Know Your Local Media: Col. St. James on the Texas Radio Hall of Fame and Naked Strippers on the KLOL Console
Getting into the Texas Radio Hall of Fame is a big deal when you consider the company includes Wolfman Jack and George Carlin among others. One local dee jay, Colonel St. James of 93.7 the Arrow, is among them. He has been on air since the 1970s and has worked at just about every rock and roll station imaginable including the legendary 101 KLOL.
Courtesy BCL Photography
While the radio business has changed dramatically over the years, the Colonel just keeps "spinning that hot wax" like he always has. Of course, there are probably fewer naked strippers adorning his control room console these days, but the beat goes on.
Here are his five questions.
As an aside, the last paragraph of his responses was something he insisted on being added. After my father died in 2008, St. James contacted me out of the blue on Facebook and asked if I was his son. He told me how my father, who was a long-time teacher for the Houston Independent School District and a former radio man himself, was the reason he ended up in radio, something that meant a great deal to me at the time and still does.
You've been in radio a long time. What have been the most significant changes to the industry since when you started?
Radio certainly has changed since I started in the seventies. I used to walk into the studio, put a record on the turntable, and not only be heard all over the Houston area, but if the atmospheric conditions were right, I was talking to the Rio Grande Valley. Now, my music is all on a computer, it's digital (No more pops and scratches), and because of streaming on the Internet, I have listeners all over the world. As a matter of fact, I'm the most popular Disk Jockey in Antarctica! For real!
What is the craziest on-air experience you ever had?

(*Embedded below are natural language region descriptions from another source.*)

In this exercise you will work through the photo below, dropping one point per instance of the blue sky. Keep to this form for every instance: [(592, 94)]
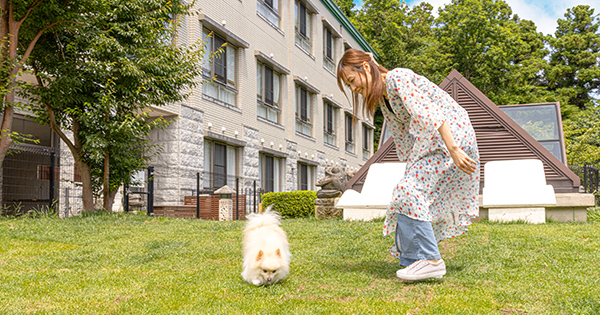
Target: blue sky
[(544, 13)]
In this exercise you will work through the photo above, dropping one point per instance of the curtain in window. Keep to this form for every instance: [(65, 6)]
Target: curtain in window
[(220, 60), (259, 75), (230, 66)]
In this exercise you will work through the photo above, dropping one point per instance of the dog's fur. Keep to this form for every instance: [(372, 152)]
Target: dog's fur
[(265, 249)]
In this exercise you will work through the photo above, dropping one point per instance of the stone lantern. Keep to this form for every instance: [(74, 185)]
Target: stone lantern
[(225, 203)]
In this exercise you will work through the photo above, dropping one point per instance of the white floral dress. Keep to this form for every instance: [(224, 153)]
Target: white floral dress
[(433, 187)]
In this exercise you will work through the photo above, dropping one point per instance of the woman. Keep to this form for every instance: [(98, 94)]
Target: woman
[(438, 195)]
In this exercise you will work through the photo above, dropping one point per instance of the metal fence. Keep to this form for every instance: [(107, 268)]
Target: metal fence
[(142, 198), (29, 180), (590, 179)]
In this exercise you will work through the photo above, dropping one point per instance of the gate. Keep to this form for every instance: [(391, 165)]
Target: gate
[(30, 175)]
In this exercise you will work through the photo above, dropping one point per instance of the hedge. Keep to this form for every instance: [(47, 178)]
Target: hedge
[(291, 204)]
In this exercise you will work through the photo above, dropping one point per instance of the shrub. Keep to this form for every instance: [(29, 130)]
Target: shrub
[(291, 204), (594, 214)]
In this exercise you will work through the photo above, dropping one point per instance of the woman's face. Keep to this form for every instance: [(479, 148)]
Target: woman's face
[(359, 82)]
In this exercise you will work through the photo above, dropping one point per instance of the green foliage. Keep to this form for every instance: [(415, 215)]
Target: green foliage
[(582, 137), (575, 58), (101, 77), (291, 204)]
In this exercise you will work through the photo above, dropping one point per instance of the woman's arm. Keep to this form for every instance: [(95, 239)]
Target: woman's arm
[(460, 158)]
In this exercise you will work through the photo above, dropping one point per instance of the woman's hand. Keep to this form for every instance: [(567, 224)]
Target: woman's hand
[(460, 158), (463, 161)]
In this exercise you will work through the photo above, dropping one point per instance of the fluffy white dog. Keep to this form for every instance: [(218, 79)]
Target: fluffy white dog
[(266, 249)]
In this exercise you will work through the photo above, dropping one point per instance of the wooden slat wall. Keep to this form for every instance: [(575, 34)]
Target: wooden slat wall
[(209, 208)]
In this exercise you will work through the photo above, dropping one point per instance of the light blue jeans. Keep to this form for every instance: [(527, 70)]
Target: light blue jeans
[(416, 240)]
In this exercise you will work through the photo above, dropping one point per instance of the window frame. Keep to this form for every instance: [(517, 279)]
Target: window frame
[(303, 40), (270, 10), (349, 133), (270, 106), (225, 80), (303, 123), (329, 116)]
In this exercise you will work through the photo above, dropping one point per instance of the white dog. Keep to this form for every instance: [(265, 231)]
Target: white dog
[(266, 249)]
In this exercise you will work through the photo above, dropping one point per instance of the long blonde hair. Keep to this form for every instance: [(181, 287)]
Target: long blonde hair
[(354, 59)]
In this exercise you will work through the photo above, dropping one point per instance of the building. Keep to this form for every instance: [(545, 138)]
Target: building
[(273, 114), (501, 138)]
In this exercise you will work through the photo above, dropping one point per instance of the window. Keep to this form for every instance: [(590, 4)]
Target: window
[(269, 9), (305, 177), (543, 122), (269, 172), (328, 50), (366, 142), (349, 134), (267, 92), (303, 27), (329, 119), (220, 66), (220, 165), (303, 109)]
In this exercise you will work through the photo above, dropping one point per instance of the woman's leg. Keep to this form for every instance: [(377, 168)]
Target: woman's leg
[(416, 241)]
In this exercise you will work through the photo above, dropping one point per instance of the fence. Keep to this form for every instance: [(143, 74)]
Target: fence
[(590, 179), (202, 203), (30, 180)]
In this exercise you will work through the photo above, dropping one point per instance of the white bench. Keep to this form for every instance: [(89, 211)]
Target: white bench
[(516, 190), (372, 201)]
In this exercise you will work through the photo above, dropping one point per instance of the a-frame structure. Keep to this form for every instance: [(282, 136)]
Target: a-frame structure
[(498, 138)]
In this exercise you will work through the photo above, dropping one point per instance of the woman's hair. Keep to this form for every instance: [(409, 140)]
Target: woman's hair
[(354, 59)]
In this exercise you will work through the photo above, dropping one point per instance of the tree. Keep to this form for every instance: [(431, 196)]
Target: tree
[(582, 137), (22, 23), (574, 70), (480, 37), (95, 81), (347, 7)]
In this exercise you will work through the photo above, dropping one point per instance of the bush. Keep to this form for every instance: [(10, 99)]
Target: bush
[(291, 204), (594, 214)]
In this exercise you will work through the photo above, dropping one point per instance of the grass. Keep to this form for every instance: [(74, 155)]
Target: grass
[(132, 264)]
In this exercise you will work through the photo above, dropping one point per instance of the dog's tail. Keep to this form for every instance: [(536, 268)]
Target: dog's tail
[(267, 217)]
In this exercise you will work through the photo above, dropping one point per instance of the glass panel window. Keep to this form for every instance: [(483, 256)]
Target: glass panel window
[(305, 177), (303, 27), (220, 165), (366, 142), (329, 124), (221, 66), (269, 9), (303, 111), (269, 173), (328, 50), (541, 122), (268, 85), (349, 134)]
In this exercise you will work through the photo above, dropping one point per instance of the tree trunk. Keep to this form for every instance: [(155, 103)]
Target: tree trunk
[(111, 198), (106, 183), (87, 194)]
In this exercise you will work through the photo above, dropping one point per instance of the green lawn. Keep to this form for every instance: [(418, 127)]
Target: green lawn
[(133, 264)]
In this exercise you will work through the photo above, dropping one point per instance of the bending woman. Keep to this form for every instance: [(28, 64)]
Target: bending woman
[(438, 195)]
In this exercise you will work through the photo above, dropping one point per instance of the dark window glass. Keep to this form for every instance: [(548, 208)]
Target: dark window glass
[(219, 166)]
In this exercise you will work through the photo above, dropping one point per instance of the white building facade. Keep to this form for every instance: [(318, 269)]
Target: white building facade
[(273, 115)]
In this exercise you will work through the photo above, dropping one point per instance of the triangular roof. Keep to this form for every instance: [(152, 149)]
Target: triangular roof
[(498, 138)]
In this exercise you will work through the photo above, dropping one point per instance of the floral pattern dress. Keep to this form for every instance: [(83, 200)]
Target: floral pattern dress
[(433, 188)]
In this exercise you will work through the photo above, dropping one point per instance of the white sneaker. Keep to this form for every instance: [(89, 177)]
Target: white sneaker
[(422, 269)]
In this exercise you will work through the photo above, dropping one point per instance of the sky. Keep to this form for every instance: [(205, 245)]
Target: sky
[(544, 13)]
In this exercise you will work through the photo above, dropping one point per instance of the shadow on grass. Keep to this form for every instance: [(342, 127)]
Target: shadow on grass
[(383, 269)]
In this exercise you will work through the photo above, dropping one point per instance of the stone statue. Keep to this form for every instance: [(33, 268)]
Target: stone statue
[(334, 182)]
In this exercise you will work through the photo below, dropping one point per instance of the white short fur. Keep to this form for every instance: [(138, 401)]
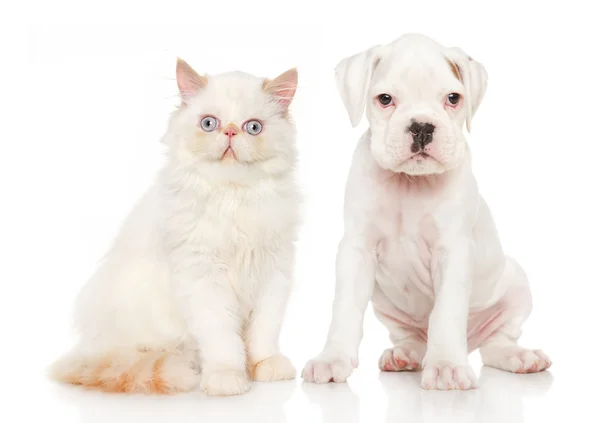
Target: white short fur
[(419, 240), (194, 289)]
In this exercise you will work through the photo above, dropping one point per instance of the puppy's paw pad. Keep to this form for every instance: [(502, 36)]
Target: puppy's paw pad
[(327, 368), (400, 358), (224, 382), (447, 376), (277, 367)]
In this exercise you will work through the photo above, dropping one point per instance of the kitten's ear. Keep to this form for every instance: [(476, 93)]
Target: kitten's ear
[(188, 81), (283, 87)]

At KLOL our studio walls were covered from floor to ceiling with pictures of our Rock and Roll Army members. Thousands of photos! One night I had a date with a lady who worked at the infamous Montrose gentleman's club, the Boobie Rock. We convinced her to pose totally nude lying across the control board in the studio, we shot Polaroids (Remember those?), hung them on the wall. The next afternoon the owner's son came into the studio and asked if we had any new pictures. I said, "Well...these." He looked them over and said, "Those are nice....and ...uh...THOSE ARE HERE!!" Those were the days!